About 50 students rallied on Beinecke Plaza Wednesday to demand that the University add a clause concerning gender identity to Yale’s nondiscrimination policy.

The effort, spearheaded by the Yale Queer Political Action Committee, is focused on creating a means of legal recourse for students, faculty or staff who feel the University has discriminated against them based on any expression of gender identity, QPAC member Jessie Ellner ’08 said. QPAC has gathered more than 1,000 signatures from undergraduates, graduate students, faculty and alumni on a petition supporting the clause, which was sent to Yale officials — including President Richard Levin, Yale College Dean Peter Salovey and Dean of Student Affairs Betty Trachtenberg — on Wednesday, Ellner said.

“There are maybe three out transgender individuals here,” Ellner said. “[But] when over 1,000 people speak out, that shows the University that it really matters.”

Yale’s current diversity and equal opportunity policy states that “the University will not condone racial or sexual harassment or any other act of discrimination on the basis of race, religion, sex, age, national origin, disability or sexual orientation.” It does not contain any provisions for discrimination on the basis of gender identity expressed through clothing, speech and behavior.

Yale President Richard Levin declined to comment on the issue, saying that he has not yet seen the petition.

Loren Krywanczyk ’06, who identified himself as gender-queer and spoke at the rally about his experiences as a transgender person at Yale, said the issue goes beyond the transgender community. Gender identity includes people’s decisions about what clothes to wear and how to act, Krywanczyk said, and is relevant to almost everyone.

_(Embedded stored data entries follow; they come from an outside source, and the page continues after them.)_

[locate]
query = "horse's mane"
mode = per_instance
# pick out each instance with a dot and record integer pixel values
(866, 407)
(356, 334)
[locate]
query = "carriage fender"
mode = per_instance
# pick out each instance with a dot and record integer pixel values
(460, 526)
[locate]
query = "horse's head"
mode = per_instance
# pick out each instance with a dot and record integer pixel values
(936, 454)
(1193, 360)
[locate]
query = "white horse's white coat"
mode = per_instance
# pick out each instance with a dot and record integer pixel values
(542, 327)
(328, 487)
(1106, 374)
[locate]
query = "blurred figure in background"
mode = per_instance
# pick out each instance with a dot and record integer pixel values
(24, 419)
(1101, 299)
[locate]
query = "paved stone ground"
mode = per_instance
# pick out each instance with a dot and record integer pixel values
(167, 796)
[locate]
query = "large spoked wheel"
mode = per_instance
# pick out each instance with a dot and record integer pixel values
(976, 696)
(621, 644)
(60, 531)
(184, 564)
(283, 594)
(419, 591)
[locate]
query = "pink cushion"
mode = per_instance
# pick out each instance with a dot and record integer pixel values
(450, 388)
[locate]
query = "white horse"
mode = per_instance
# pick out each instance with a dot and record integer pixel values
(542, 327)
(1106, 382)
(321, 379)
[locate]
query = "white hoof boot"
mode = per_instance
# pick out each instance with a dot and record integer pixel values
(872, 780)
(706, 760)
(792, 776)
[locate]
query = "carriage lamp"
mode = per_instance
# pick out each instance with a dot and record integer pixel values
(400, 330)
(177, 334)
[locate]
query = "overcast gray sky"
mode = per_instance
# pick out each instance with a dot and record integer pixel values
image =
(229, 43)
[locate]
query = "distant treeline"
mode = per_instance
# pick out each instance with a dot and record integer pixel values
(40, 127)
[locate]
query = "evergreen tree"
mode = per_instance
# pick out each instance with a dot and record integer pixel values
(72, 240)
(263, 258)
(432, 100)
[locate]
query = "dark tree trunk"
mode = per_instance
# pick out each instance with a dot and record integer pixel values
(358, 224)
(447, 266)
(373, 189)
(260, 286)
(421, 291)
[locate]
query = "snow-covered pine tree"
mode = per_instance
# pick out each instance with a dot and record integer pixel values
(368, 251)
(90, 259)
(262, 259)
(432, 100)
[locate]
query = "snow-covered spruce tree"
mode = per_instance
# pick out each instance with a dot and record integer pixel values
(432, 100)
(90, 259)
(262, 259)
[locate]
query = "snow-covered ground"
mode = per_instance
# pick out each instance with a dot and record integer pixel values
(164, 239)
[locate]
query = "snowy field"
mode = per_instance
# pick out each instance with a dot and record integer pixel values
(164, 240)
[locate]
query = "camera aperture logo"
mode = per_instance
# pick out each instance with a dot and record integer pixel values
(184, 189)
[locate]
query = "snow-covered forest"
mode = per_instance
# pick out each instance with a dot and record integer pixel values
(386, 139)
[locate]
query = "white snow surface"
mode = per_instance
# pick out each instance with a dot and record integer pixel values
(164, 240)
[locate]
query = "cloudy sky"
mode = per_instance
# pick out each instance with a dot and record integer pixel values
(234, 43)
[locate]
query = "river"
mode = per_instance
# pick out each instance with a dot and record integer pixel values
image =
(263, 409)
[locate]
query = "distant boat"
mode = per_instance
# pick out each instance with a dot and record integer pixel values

“I think the point of this sort of push is that it is a personal issue for 97 percent of the population in the sense that we’re dealing with gender expression,” Krywanczyk said.

Hugh Baran ’09, a member of QPAC, said the policy is important both on a practical level and as a political statement since a parallel effort to add gender identity to Connecticut’s nondiscrimination policy is currently making its way through the state legislature.

“It puts Yale on record saying this is a matter of societal concern,” he said. “Yale could have a powerful impact on events in the whole state.”

Ellner said that while most people were supportive, some students have said they do not think the issue is a pressing one, especially given the small number of transgender people on Yale’s campus.

James Kirchick ’06 said that while he thinks transgendered people should have the right to protect themselves against discrimination, he does not see the proposed addition to the non-discrimination policy as a relevant issue to the gay community.

“It doesn’t seem like a major issue to me,” he said.

Kirchick is an occasional columnist for the News.

More than 50 other schools nationwide, including Cornell University, the Massachusetts Institute of Technology and the University of Iowa, currently have gender identity clauses in their nondiscrimination policies, Ellner said.

Wesleyan University added gender identity to its nondiscrimination policy three years ago, said Zach Strassburger, a senior at Wesleyan who is active in the transgender community. Strassburger said adding gender identity to the nondiscrimination policy was a good first step in recognizing the needs of transgender people.

“It’s made the administration more conscious of what we need to do,” Strassburger said. “It’s made a difference in what kinds of students feel they can come to Wesleyan.”

Members of QPAC say they have received mixed but largely positive reactions from the Yale student body while tabling for the petition.

“A lot of people are surprised that Yale hasn’t made this change already,” Baran said. “I think most people understand that discrimination on any grounds is wrong.”

Former Dining Services worker Erin Emily Dwyer, a transsexual, filed a discrimination lawsuit against the University in 2004 alleging harassment from coworkers and supervisors. Dwyer lost the case.